I also believe that, whether you hear the creation story literally, mythically, metaphorically or otherwise, we are created both of the earth and by that same divine spirit (however you understand it, see last sentence). And I wonder if that isn’t part of what Jesus is all about: not changing us, but showing us and helping us to live into who we truly are and all that we are truly capable of. If God is in all creation, that means God is in us, just as God is in Jesus. Jesus is attuned to that dual nature and that’s what he mentors in us. We’ve become disconnected. Jesus tries to bring us back.

I think about how often we say things like “God is with us, we are not alone” (that’s in the United Church creed and I’m sure we all have similar statements) and we ask people to look for God or Jesus or the Spirit in their neighbours, friends and enemies alike. We say we are all children of God and that God is in all creation, the flowers, trees, the earth, water, sky … and yet, we are profoundly disconnected, from each other, from creation and God.
So I was thinking about another foundational story this week.

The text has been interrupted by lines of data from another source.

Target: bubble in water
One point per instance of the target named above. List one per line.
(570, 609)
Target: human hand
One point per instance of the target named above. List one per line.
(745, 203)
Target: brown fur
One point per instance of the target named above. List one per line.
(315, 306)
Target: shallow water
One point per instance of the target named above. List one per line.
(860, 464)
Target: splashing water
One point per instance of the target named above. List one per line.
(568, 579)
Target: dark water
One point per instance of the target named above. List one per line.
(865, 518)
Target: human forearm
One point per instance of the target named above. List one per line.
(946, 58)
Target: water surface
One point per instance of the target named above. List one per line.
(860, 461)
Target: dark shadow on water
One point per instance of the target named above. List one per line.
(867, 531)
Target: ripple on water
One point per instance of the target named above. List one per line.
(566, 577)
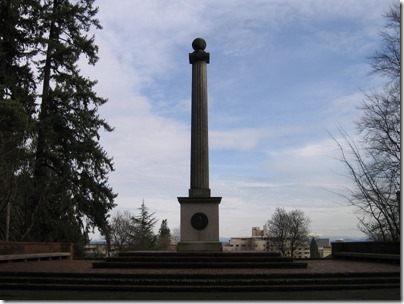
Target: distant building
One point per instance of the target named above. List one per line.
(100, 250)
(324, 247)
(261, 241)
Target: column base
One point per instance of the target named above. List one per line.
(199, 246)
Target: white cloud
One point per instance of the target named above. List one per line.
(273, 154)
(240, 139)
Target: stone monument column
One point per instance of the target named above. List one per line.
(199, 122)
(199, 211)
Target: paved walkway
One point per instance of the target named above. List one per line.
(84, 266)
(314, 266)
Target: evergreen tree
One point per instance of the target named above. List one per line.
(144, 237)
(164, 236)
(52, 148)
(314, 253)
(17, 107)
(70, 171)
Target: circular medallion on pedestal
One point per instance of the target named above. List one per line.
(199, 221)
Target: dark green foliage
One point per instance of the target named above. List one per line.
(164, 236)
(314, 253)
(59, 167)
(144, 237)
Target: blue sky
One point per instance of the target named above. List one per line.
(283, 75)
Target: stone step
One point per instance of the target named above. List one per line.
(199, 254)
(198, 260)
(191, 282)
(198, 265)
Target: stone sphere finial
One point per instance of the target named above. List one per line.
(199, 44)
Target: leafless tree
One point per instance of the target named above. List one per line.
(121, 230)
(373, 163)
(288, 230)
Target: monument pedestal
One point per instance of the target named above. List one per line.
(199, 224)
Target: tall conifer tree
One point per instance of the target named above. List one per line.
(68, 192)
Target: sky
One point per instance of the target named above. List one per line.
(283, 76)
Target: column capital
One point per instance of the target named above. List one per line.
(199, 53)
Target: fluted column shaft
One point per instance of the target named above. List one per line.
(199, 125)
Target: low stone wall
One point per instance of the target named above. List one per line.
(366, 247)
(7, 248)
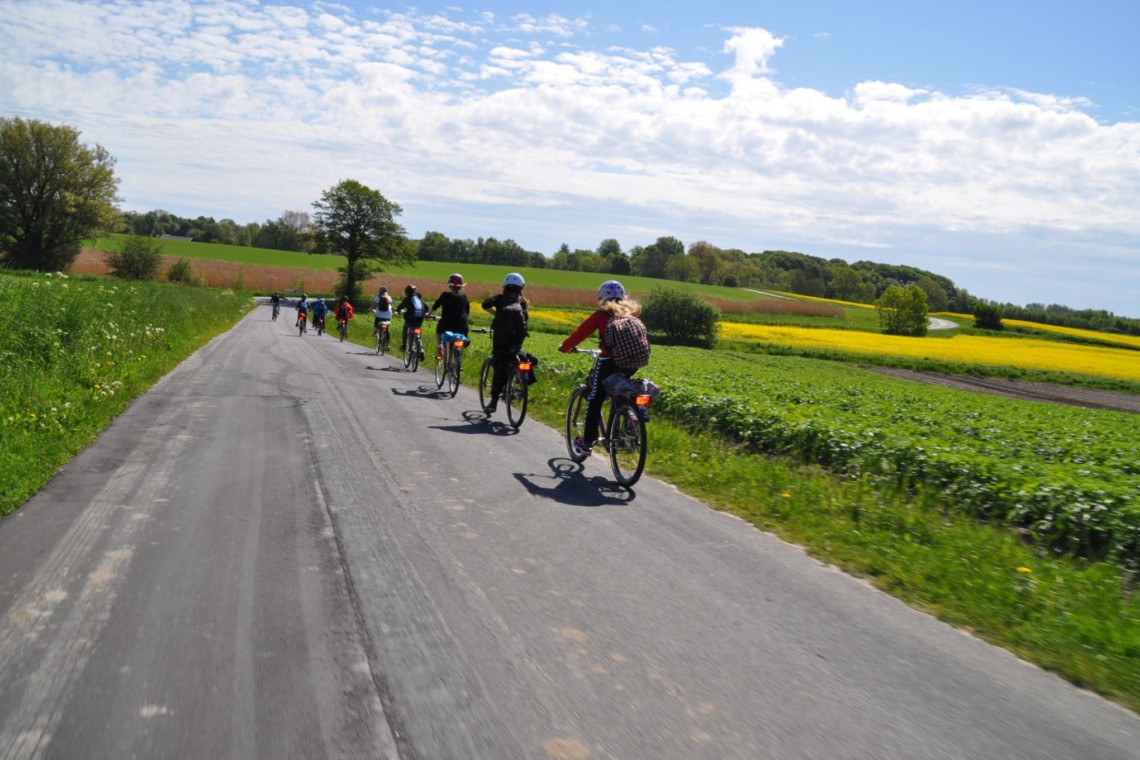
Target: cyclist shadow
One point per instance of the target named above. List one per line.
(479, 423)
(570, 485)
(422, 392)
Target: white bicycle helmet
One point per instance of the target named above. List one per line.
(611, 291)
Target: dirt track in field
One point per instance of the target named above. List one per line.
(1045, 392)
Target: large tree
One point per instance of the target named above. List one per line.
(55, 193)
(358, 222)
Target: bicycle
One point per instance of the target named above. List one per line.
(623, 430)
(515, 392)
(414, 349)
(449, 360)
(383, 337)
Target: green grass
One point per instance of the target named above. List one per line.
(76, 350)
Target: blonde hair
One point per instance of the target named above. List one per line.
(624, 308)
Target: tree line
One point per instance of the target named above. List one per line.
(55, 191)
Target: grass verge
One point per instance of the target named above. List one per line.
(76, 351)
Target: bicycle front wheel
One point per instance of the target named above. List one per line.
(485, 383)
(515, 397)
(440, 366)
(627, 443)
(453, 373)
(576, 421)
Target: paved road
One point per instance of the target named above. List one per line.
(291, 548)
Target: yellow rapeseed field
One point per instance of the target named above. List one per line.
(1023, 352)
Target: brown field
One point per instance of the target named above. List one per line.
(267, 279)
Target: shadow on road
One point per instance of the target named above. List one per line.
(474, 421)
(569, 484)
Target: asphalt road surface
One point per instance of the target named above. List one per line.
(293, 548)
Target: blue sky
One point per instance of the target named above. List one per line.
(996, 144)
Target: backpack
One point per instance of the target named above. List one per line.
(510, 324)
(628, 342)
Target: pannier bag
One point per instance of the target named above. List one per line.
(628, 342)
(452, 337)
(529, 374)
(618, 384)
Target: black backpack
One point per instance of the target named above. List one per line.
(510, 324)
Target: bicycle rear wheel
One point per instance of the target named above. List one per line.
(453, 372)
(515, 395)
(440, 366)
(576, 421)
(485, 383)
(627, 443)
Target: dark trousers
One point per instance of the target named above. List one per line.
(595, 397)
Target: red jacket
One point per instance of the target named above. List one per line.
(595, 323)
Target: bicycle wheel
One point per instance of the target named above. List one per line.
(627, 443)
(485, 383)
(453, 372)
(576, 421)
(515, 395)
(440, 366)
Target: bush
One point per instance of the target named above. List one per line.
(139, 258)
(681, 316)
(903, 310)
(180, 272)
(987, 316)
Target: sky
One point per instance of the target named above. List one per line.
(996, 144)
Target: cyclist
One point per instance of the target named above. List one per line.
(302, 309)
(319, 311)
(510, 327)
(343, 310)
(611, 303)
(381, 308)
(414, 309)
(454, 308)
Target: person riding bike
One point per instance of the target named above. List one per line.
(454, 309)
(319, 311)
(510, 327)
(343, 310)
(381, 308)
(302, 309)
(611, 303)
(414, 309)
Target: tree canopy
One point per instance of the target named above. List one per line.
(358, 222)
(55, 193)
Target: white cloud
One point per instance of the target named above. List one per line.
(452, 112)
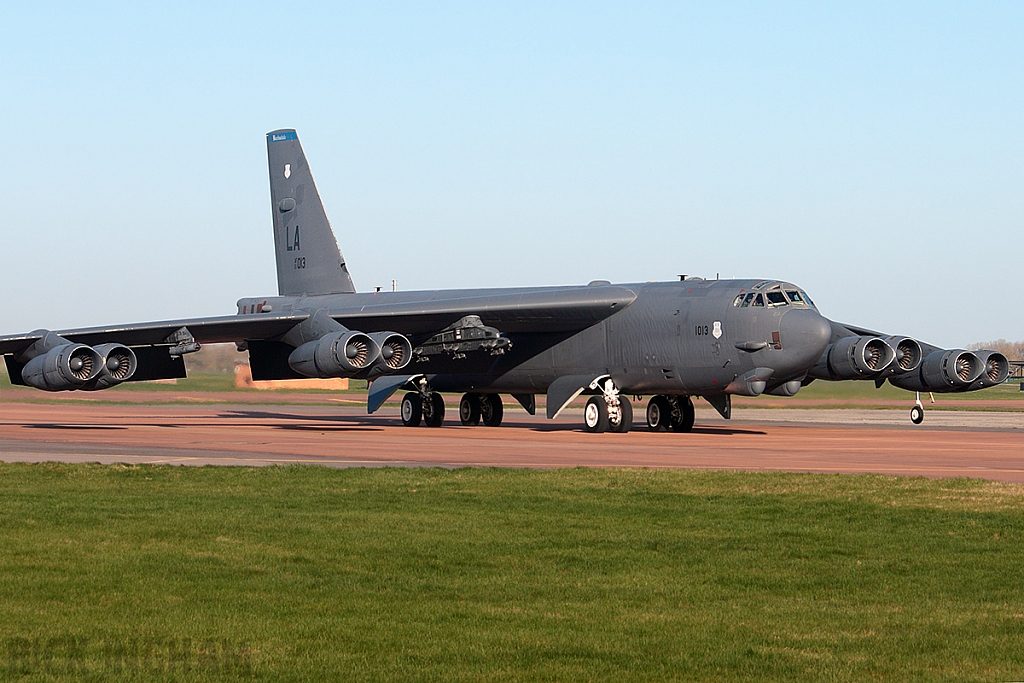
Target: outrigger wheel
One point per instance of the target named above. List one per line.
(433, 410)
(595, 415)
(658, 414)
(681, 418)
(412, 410)
(918, 412)
(469, 410)
(625, 417)
(492, 410)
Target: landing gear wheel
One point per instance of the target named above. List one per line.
(626, 418)
(492, 410)
(595, 416)
(469, 410)
(433, 410)
(682, 415)
(658, 414)
(412, 410)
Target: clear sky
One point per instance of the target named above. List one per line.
(871, 153)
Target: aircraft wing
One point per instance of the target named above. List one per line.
(204, 330)
(550, 310)
(539, 310)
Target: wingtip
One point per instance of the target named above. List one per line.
(283, 134)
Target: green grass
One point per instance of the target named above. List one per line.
(306, 573)
(857, 390)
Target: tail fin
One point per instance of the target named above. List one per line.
(308, 258)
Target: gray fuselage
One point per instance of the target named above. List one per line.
(692, 337)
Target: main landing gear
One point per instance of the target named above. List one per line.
(427, 407)
(675, 413)
(475, 408)
(609, 411)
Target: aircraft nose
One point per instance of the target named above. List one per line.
(804, 334)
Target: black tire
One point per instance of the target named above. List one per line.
(682, 418)
(595, 415)
(658, 414)
(492, 410)
(435, 416)
(469, 410)
(626, 422)
(412, 410)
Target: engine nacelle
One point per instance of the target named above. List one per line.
(908, 355)
(119, 364)
(995, 370)
(396, 352)
(786, 388)
(336, 354)
(62, 368)
(950, 370)
(854, 358)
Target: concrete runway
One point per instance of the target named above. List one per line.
(988, 445)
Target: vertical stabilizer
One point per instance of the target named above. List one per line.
(308, 258)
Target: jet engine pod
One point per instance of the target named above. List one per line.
(336, 354)
(950, 370)
(396, 352)
(995, 370)
(62, 368)
(786, 388)
(908, 355)
(854, 358)
(119, 364)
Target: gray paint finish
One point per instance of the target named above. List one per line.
(692, 337)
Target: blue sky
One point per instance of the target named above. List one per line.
(872, 154)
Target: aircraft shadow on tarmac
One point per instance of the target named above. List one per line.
(373, 424)
(45, 425)
(353, 423)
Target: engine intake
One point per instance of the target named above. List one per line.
(995, 370)
(954, 369)
(908, 355)
(854, 358)
(62, 368)
(119, 364)
(336, 354)
(396, 352)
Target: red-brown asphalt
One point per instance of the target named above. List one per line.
(246, 434)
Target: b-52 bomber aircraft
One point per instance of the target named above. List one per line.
(672, 341)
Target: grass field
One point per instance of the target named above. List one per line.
(306, 573)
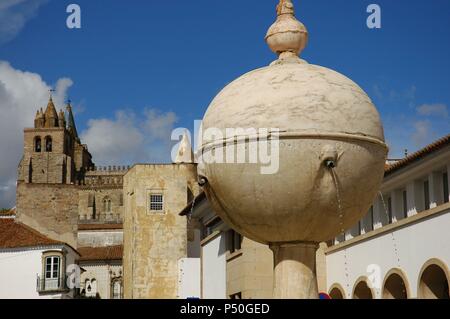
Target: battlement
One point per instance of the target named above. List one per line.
(105, 176)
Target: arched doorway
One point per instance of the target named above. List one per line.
(336, 292)
(362, 290)
(433, 281)
(395, 285)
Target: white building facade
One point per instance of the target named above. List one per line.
(33, 266)
(401, 248)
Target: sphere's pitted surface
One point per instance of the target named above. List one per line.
(325, 120)
(295, 96)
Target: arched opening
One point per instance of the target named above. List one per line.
(362, 290)
(116, 289)
(433, 282)
(336, 292)
(48, 144)
(37, 144)
(395, 286)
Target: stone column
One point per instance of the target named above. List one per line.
(295, 271)
(448, 181)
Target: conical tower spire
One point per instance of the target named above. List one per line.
(184, 154)
(287, 37)
(51, 116)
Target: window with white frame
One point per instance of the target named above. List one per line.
(156, 202)
(52, 265)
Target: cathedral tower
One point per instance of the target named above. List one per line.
(53, 153)
(53, 165)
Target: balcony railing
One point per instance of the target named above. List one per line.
(51, 285)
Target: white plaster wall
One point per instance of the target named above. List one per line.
(214, 269)
(100, 238)
(416, 244)
(101, 273)
(18, 274)
(189, 278)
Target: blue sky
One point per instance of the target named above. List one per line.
(137, 61)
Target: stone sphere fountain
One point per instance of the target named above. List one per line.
(331, 156)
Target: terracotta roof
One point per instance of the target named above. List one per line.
(433, 147)
(17, 235)
(100, 226)
(101, 253)
(8, 212)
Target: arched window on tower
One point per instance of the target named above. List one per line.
(37, 144)
(48, 144)
(107, 205)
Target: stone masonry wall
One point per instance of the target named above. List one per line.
(51, 209)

We tell a story of the very beginning, in which God creates all that is. And after God has created all that is from God’s divine spirit, God creates human beings from both the created earth and the divine spirit, in God’s image, and places them in a beautiful garden. Then, the story goes, they are tempted to sin, disobey God, gain knowledge and are subsequently cast out of the garden into the barren wilderness of the world and punished with the pain of childbirth and the need to work the land for food as if it were now an adversary. (Genesis 3) Our relationship with the earth is broken, our connection to God is lost and we are alone - alone - in the wilderness. Subsequent stories are told about our brokenness and how we might be fixed.

But what if we didn’t need fixing, we needed healing? What if we imagined that story differently? What if we turned it on its head, like Jesus did?

In the garden, we are so connected to the earth that we wear no clothes and every tree, fruit and vegetable, every animal and fish and bird helps feed us. We even name them. (Genesis 2) We are so close to God that God walks in the garden with us and Adam and Eve hide from God when the choose to eat the fruit of the tree of knowledge. (Genesis 3).

What if the choice to eat the fruit wasn’t just about acquiring knowledge but free will as well? What if God knew that, and instead of being cast out, we were sent out? Sent out from the wilderness of blissful ignorance in the garden, where everything was done for us, into the wonder which is the world, with knowledge and wisdom, to create and grow and care for the rest of the world. What if God’s intention was never to break our relationship with God and the earth, but to grow it, to build on it, to encourage us to live into the humanity and the divinity that was in us?

Imagine, just for a moment, how different our approach to life might be if our origin story wasn’t about being cast out in sin, but being sent in love.